Postmenopausal bleeding

Postmenopausal bleeding: the AU general practice workup and pathway

Postmenopausal bleeding (PMB) — any vaginal bleeding ≥12 months after the last period — requires cancer exclusion: approximately 10% of cases are endometrial cancer, Australia's most common gynaecological malignancy.
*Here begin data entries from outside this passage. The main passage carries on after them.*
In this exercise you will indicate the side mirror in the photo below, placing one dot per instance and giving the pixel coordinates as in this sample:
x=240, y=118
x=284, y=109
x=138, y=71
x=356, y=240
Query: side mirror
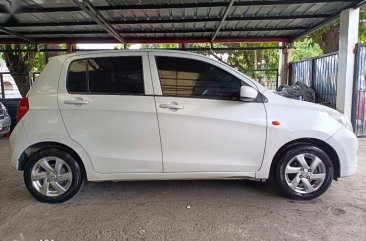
x=248, y=94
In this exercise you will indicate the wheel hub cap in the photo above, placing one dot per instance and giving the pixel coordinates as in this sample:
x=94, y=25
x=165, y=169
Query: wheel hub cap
x=51, y=176
x=305, y=173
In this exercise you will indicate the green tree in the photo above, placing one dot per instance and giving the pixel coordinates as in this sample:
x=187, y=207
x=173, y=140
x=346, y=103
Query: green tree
x=20, y=59
x=304, y=49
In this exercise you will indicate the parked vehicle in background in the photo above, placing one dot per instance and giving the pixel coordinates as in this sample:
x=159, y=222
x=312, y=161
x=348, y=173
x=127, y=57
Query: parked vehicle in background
x=152, y=114
x=5, y=121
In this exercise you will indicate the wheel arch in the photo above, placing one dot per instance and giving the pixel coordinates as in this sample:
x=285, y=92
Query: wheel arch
x=45, y=145
x=308, y=141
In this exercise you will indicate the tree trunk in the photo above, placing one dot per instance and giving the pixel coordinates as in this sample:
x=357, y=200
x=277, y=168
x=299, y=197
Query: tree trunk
x=329, y=40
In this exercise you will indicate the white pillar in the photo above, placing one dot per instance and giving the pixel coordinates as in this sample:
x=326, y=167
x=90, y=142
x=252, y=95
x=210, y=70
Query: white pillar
x=348, y=37
x=283, y=64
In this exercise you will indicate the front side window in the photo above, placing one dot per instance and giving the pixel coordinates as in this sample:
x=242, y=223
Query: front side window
x=192, y=78
x=112, y=75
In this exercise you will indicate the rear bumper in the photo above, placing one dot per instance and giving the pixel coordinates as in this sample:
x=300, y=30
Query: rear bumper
x=345, y=143
x=5, y=125
x=18, y=143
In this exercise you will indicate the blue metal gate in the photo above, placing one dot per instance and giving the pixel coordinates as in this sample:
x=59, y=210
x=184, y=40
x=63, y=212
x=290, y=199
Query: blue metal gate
x=320, y=74
x=359, y=92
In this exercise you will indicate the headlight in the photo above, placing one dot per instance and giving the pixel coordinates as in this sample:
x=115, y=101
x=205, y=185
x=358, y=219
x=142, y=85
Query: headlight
x=342, y=119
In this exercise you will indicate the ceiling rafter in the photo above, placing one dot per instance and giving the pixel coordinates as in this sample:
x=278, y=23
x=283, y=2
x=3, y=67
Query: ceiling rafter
x=88, y=8
x=27, y=9
x=227, y=10
x=167, y=21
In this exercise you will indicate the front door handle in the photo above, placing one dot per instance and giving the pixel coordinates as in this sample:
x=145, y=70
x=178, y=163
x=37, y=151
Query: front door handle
x=77, y=101
x=171, y=105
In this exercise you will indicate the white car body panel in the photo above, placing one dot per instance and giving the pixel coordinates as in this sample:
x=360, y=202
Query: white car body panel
x=98, y=140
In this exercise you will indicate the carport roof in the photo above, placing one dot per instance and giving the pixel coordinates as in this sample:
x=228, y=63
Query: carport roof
x=179, y=21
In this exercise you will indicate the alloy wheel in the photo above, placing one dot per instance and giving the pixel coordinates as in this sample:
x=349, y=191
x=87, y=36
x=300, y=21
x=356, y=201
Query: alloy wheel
x=51, y=176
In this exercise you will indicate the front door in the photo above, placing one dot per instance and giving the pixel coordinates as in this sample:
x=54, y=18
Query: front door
x=204, y=126
x=108, y=108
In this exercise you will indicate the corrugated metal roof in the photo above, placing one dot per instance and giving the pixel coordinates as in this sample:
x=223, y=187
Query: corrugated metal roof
x=157, y=20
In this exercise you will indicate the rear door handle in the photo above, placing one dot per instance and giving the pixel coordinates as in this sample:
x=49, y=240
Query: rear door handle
x=171, y=105
x=77, y=101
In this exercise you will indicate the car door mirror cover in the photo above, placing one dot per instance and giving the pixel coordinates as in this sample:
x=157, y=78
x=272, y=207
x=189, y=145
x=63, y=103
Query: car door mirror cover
x=248, y=94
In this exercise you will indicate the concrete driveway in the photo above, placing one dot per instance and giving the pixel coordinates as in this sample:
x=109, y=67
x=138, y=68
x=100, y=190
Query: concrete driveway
x=183, y=210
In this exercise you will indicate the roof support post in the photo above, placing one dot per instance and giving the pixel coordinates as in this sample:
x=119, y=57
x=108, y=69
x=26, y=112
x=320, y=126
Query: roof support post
x=222, y=20
x=348, y=38
x=283, y=68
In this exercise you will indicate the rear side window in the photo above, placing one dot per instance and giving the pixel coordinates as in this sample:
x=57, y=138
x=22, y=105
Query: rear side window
x=76, y=79
x=113, y=75
x=184, y=77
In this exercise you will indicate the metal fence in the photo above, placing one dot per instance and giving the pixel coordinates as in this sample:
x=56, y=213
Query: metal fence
x=320, y=74
x=359, y=93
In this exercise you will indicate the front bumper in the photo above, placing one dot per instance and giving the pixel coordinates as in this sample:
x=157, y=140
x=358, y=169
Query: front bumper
x=345, y=143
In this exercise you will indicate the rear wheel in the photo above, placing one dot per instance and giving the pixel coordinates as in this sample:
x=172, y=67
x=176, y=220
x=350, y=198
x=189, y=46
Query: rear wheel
x=53, y=175
x=304, y=172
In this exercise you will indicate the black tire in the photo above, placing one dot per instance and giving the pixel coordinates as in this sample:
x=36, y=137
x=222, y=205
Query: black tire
x=280, y=176
x=77, y=176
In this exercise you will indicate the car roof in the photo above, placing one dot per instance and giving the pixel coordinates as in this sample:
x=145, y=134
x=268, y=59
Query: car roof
x=81, y=53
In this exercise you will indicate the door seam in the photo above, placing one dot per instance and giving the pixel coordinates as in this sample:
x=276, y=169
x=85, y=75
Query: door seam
x=156, y=112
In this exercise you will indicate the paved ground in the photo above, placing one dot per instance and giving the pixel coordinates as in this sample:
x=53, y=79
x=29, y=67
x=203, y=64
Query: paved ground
x=183, y=210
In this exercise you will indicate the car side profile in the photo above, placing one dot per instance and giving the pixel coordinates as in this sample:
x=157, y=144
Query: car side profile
x=158, y=114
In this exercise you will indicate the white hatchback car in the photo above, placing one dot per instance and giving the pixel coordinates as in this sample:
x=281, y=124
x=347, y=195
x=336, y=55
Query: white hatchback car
x=152, y=114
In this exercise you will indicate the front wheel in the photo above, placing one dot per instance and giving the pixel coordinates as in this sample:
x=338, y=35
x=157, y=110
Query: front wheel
x=53, y=175
x=304, y=173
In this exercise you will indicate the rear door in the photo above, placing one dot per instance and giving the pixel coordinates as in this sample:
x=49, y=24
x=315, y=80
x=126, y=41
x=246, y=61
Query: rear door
x=108, y=108
x=203, y=124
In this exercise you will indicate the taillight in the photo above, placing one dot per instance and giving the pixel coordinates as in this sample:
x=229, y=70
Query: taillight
x=23, y=108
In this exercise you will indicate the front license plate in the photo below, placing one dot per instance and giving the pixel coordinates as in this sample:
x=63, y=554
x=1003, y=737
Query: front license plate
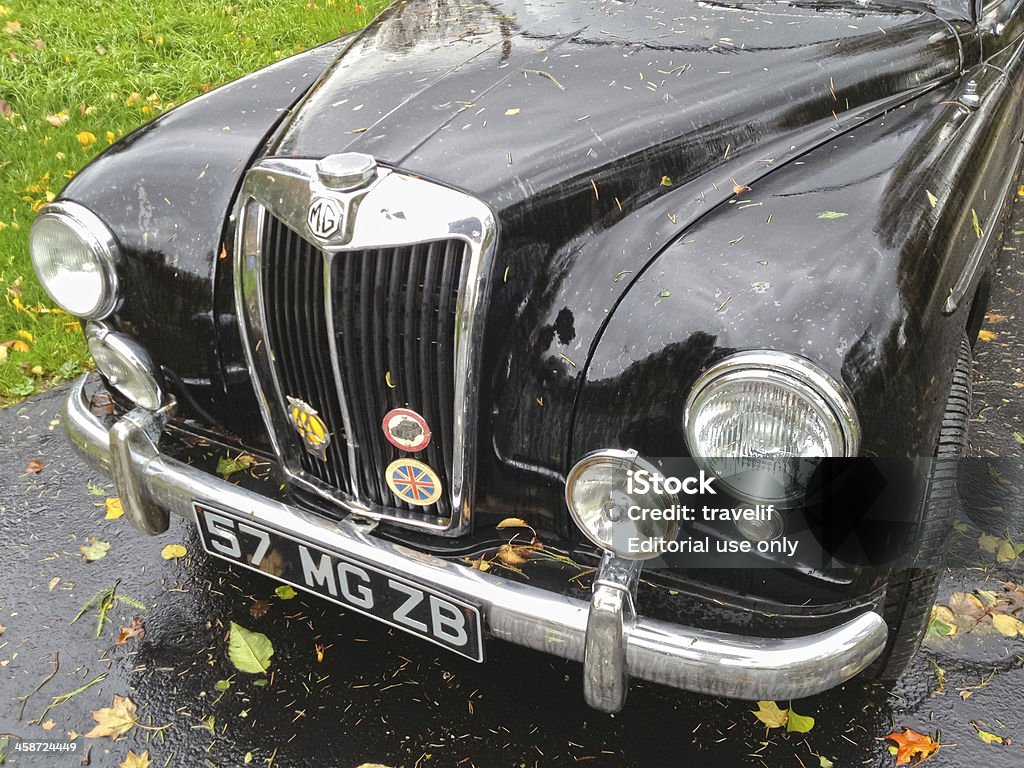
x=357, y=586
The first investigation is transvaginal ultrasound within two weeks. Endometrial thickness ≤4 mm carries approximately 99% negative predictive value for endometrial cancer. Thickness >4 mm, or persistent bleeding after a normal scan, warrants Pipelle or hysteroscopy sampling.

The most common cause (~60%) is atrophic vaginitis, which responds well to vaginal oestrogen — but cancer must be excluded before treating a benign cause.

Postmenopausal bleeding (PMB) is any vaginal bleeding occurring 12 or more months after the last menstrual period, or — in a woman on hormone therapy — any unexpected bleeding outside the expected withdrawal window for sequential combined preparations, or any bleeding after the first 6 months of continuous combined therapy.

PMB is a cancer alarm symptom. Approximately 10% of women who present with PMB — even a single spot — will be found to have endometrial cancer. Endometrial cancer is the most common gynaecological malignancy in Australia, with around 3,300 new diagnoses and 660 deaths annually per AIHW 2024. Its relatively favourable five-year survival (~83%) reflects the fact that most women present early, driven by the symptom of PMB. Any delay in investigation erodes this staging advantage.

The good news: most PMB (approximately 90%) is caused by benign conditions — atrophic vaginitis and endometrial atrophy account for the majority — but the only way to reach that reassurance responsibly is through a structured cancer-exclusion workup.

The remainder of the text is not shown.